ISIS had begun its attempt to wipe out Yazidis in Iraq.
In The Last Girl: My Story of Captivity, and My Fight Against the Islamic State (Penguin Random House, $36), Murad shares her excruciatingly painful experience of being raped and tortured by ISIS militants. Murad’s first captor, Hajji Salman, who told her “Yazidis are infidels,” forced her into a marriage that meant he officially owned her. These “marriages,” Murad wrote, were the beginning of a slow murder of Yazidi girls.
DIPLOMAT_2018-04-01_0059ISIS has carried out or inspired more than 140 terrorist attacks in countries other than Iraq and Syria, according to a CNN analysis from February 2017. The attacks across the world have killed more than 2,000 people. Because of this, media attention is focused on attacks and victims in their own country, or neighbouring countries. To say there is less attention paid to the atrocities committed by ISIS in Iraq and Syria is an understatement.
In June 2016, two years after Murad had felt the impact of rape used as a weapon of war and after her village and other Yazidi villages in Iraq were captured by ISIS, the United Nations released a report identifying ISIS atrocities as genocide.
While ISIS closed in on the Yazidis, no one paid attention until it was too late. Iraqi Kurdish peshmerga fighters promised Yazidis they would protect them, but just before ISIS circled Murad’s village, the fighters fled. The Yazidis’ Arab and Kurdish neighbours, who largely looked down on the ethnic minority, also failed to help or protect them.
Murad clung to her faith throughout the roughly three months she spent in captivity. In The Last Girl Murad offers an education on the Yazidi faith and why it’s so loathed by ISIS.
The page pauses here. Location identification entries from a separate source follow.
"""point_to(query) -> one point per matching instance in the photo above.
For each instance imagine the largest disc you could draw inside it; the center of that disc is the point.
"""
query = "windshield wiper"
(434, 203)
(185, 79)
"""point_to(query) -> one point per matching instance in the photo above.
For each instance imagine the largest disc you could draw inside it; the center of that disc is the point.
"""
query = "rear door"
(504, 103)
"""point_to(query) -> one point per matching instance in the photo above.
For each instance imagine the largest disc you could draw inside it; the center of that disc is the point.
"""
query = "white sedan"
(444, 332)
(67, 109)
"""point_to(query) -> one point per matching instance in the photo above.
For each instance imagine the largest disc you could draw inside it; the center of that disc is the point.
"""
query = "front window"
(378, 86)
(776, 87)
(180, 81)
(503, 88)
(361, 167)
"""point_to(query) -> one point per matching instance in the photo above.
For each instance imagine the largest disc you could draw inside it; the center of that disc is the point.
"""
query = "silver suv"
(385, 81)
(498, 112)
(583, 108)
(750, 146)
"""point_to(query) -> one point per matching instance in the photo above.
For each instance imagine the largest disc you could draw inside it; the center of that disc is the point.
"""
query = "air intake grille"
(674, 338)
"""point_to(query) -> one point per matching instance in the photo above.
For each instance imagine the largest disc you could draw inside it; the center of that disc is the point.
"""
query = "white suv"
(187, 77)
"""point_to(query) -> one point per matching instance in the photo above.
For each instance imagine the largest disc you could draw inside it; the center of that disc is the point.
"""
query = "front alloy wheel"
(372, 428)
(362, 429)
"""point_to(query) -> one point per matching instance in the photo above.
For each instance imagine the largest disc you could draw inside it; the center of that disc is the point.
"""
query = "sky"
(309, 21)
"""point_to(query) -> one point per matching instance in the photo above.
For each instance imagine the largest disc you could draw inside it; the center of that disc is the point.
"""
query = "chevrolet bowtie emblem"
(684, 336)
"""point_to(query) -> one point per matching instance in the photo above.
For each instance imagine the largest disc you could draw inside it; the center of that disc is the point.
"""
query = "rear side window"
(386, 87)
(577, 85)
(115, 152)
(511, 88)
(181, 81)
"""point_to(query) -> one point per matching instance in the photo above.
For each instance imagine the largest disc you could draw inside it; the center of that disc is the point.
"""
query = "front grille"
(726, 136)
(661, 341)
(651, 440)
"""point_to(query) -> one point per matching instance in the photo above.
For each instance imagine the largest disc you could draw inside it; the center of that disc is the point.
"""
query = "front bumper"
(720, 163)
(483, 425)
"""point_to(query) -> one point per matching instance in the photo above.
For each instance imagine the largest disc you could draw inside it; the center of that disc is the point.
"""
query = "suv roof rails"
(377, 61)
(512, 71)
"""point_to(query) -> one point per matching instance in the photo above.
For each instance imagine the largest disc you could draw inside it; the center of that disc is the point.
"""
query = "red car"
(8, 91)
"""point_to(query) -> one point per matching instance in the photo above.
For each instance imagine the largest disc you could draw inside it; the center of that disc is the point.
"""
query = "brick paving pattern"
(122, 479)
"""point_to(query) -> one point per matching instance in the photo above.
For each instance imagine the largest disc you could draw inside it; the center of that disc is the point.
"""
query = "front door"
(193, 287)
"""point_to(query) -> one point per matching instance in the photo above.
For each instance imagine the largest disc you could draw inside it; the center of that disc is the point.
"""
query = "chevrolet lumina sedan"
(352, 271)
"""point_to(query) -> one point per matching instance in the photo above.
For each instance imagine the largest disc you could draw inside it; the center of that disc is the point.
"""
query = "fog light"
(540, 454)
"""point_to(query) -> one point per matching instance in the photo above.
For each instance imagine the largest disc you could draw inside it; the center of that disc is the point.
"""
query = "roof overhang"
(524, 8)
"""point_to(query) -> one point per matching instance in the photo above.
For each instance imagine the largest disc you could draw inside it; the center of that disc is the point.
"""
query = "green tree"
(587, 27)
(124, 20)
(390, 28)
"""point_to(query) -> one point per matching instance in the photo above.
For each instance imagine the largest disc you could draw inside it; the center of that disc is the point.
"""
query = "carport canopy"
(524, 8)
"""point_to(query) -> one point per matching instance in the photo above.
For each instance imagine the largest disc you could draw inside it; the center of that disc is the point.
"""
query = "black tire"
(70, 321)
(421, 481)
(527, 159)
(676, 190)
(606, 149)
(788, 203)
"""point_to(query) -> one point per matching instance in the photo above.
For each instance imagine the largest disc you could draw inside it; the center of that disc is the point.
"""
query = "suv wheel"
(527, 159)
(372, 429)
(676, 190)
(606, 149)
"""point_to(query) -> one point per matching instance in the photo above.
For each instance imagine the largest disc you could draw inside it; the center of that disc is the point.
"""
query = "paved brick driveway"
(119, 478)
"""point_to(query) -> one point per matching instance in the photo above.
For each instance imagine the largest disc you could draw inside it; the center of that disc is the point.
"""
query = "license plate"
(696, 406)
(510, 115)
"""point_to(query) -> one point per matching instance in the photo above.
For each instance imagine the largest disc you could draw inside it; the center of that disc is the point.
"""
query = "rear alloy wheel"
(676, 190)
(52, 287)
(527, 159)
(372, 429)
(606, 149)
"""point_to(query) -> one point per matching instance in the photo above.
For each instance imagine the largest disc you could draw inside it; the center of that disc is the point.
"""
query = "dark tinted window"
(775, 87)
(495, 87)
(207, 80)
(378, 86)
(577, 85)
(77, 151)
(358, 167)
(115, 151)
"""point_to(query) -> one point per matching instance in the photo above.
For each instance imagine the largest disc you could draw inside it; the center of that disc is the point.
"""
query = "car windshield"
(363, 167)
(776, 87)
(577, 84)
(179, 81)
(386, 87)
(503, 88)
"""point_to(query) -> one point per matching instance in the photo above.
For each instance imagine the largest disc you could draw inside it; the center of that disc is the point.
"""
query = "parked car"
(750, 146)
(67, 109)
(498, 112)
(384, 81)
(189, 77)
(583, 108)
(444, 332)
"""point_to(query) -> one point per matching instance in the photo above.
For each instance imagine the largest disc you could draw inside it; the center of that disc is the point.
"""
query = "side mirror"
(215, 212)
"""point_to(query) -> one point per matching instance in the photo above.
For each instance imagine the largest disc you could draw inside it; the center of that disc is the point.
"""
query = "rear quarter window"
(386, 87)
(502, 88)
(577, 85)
Yazidis in Iraq receive aid and toys for their children from Defend International. (Photo: Defend International)

Yazidis in Iraq receive aid and toys for their children from Defend International. (Photo: Defend International)

Misconceptions about Yazidis
Yazidis pray to Tawusi Melek, an archangel who took the form of a peacock at creation, and painted an otherwise plain Earth with colours from his feathers. It’s a religion that combines Zoroastrianism, Islam, Judaism and Christianity.
Murad writes that Yazidis have been the target of genocide 73 times and explains that there are a lot of misconceptions about the religion and idiosyncrasies that people have a hard time understanding. Those include not showering on Wednesdays, or wearing the colour blue and avoiding eating lettuce. Their rituals and the fact that their religious stories are passed down orally — Yazidis don’t have a book as other religions do — fuelled ISIS’s hate. ISIS calls Yazidis “devil worshippers.”
After being raped and tortured for months, Murad escaped from the home of an ISIS militant who had surprisingly left her home alone. With help from a complete stranger, a young man named Nasser, whom Murad befriended after knocking wildly on a random door looking for help, she escaped Iraq and its militant-laden city of Mosul and found safety in Kurdistan. Nasser returned to Iraq after delivering her safely to the border. But her personal story of torture would soon be used against her by Iraqi Kurdish peshmerga fighters she met at a checkpoint. They forced Murad into telling her story on video, promising it would only be shared internally. They then released it to the media. The group that allowed the video to be broadcast was hoping to use it as a political tool to embarrass another group of Kurdish fighters who are their political rivals.
Murad began telling her story widely a year and three months after ISIS murdered and enslaved the residents of Kocho. She spoke at a United Nations forum on minority issues in Geneva, and less than a year later, she was named a goodwill ambassador of the UN office on drugs and crime, working for the dignity of survivors of human trafficking. Murad told the UN that she and other Yazidis want ISIS prosecuted for genocide.
“I told them that I wanted to look the men who raped me in the eye and see them brought to justice. More than anything else, I said, I want to be the last girl in the world with a story like mine.”
Having experienced the wickedly cruel acts of ISIS first-hand, Murad is best positioned to explain to the world how barbaric ISIS is to Yazidis.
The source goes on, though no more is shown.